My (less-than-helpful) answer:
What’s the outcome of interest Y? What’s the treatment variable/variable of interest D? What controls X are included? All of those work as a kind of ecosystem–without knowing what are the component parts of it, I can’t come up with a good idea for an instrument Z.
It’s the regression-as-ecosystem comment that I wanted to discuss today. Indeed, if you are interested in causal effects–and who isn’t, these days?–you have to see any regression of interest as an ecosystem where things live or die as a function of other things in the system.
This is especially the case if you don’t have an experiment or a quasi experiment, and you have to rely on an instrumental variable (IV) that is nonrandom. In the “cookbook econometrics” class I teach every other year to our doctoral students, I tell students that an IV lives and dies by the controls it is surrounded with, a point that is obvious once you start thinking about it, but which is made all too rarely. Indeed, here is something that I bet is taking place almost daily throughout the world in economics seminars:
- The presenter is interested in the causal relationship flowing from some treatment D to some outcome Y.
- The presenter recognizes that Y and D are jointly determined, and is thus using an instrument Z to get at it.
- A clever member of the audience says: “Yes, but have you considered [channel through which Z violates the exclusion restriction]?”
- The presenter says: “You’re right–in principle. Because I have [specific variable] in my set of controls X, the exclusion restriction is still met.”
- Clever member of the audience: “Ok, okay.”
Here is a real-life example: In my food prices and food riots paper, in which I was interested in the causal effect of food prices on the extent of social unrest worldwide, I used natural disasters worldwide as an IV for food prices. A few times in seminars, I was asked: “Yes, but you don’t control for the income of food consumers, and that’s an omitted variable.” Notwithstanding the fact that natural disasters are also orthogonal to income (and that it is not clear that you want to include an obviously endogenous control such as income in the regression I was estimating), my response was: “Yes, but I am regressing on the real–not nominal–price of food, which controls for the overall price level and thus, presumably, for wages, which themselves determine most people’s income levels.”

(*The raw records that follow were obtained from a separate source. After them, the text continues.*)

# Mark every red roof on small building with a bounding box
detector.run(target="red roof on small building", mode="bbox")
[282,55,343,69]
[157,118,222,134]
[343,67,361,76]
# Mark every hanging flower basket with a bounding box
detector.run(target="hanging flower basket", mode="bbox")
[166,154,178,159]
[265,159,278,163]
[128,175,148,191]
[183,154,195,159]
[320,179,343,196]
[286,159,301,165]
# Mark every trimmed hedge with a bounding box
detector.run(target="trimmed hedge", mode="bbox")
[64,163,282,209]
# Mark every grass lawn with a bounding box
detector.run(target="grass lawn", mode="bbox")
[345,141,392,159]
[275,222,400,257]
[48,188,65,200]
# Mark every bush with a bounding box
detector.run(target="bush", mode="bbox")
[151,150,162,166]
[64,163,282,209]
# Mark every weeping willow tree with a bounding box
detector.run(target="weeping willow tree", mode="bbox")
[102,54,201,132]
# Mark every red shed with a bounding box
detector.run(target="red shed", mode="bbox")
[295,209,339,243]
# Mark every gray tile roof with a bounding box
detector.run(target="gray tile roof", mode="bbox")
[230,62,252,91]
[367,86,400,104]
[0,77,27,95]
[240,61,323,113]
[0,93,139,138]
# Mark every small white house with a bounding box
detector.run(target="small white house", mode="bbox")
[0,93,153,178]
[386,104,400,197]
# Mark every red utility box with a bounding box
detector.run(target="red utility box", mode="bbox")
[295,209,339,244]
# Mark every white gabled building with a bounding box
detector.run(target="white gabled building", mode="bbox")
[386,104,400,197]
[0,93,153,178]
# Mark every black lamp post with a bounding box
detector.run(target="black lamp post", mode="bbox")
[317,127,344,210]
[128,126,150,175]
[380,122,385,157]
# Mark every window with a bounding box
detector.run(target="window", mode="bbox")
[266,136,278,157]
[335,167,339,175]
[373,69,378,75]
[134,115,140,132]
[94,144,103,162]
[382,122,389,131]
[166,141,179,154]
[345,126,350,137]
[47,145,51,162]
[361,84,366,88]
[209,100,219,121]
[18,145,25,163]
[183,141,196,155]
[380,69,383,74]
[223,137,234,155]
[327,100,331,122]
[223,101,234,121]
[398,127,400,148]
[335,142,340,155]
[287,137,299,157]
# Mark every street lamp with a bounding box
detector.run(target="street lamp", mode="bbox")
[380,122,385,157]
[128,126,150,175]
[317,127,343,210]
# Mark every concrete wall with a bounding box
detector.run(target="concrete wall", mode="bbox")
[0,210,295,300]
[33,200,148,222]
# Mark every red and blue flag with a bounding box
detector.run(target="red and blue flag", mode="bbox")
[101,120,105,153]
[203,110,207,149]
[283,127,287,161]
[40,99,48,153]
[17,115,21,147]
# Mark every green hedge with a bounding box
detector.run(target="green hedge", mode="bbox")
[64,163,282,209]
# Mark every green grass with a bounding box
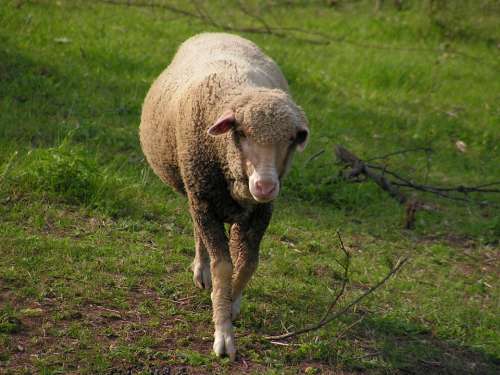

At any rate, I’m not sure I have much more of a point than “All the pieces matter,” to quote fictional detective Lester Freamon, and that when thinking about causality, you have to consider Y = f(D(Z,X), X) + e as a whole, and not just D(Z) or even Y = D(Z).
If anything, that is where the use of directed acyclic graphs (DAGs) comes in handy, and why I advocate that our students (i) read (some of) Judea Pearl’s Causality, and (ii) use DAGs when they start thinking about an empirical problem.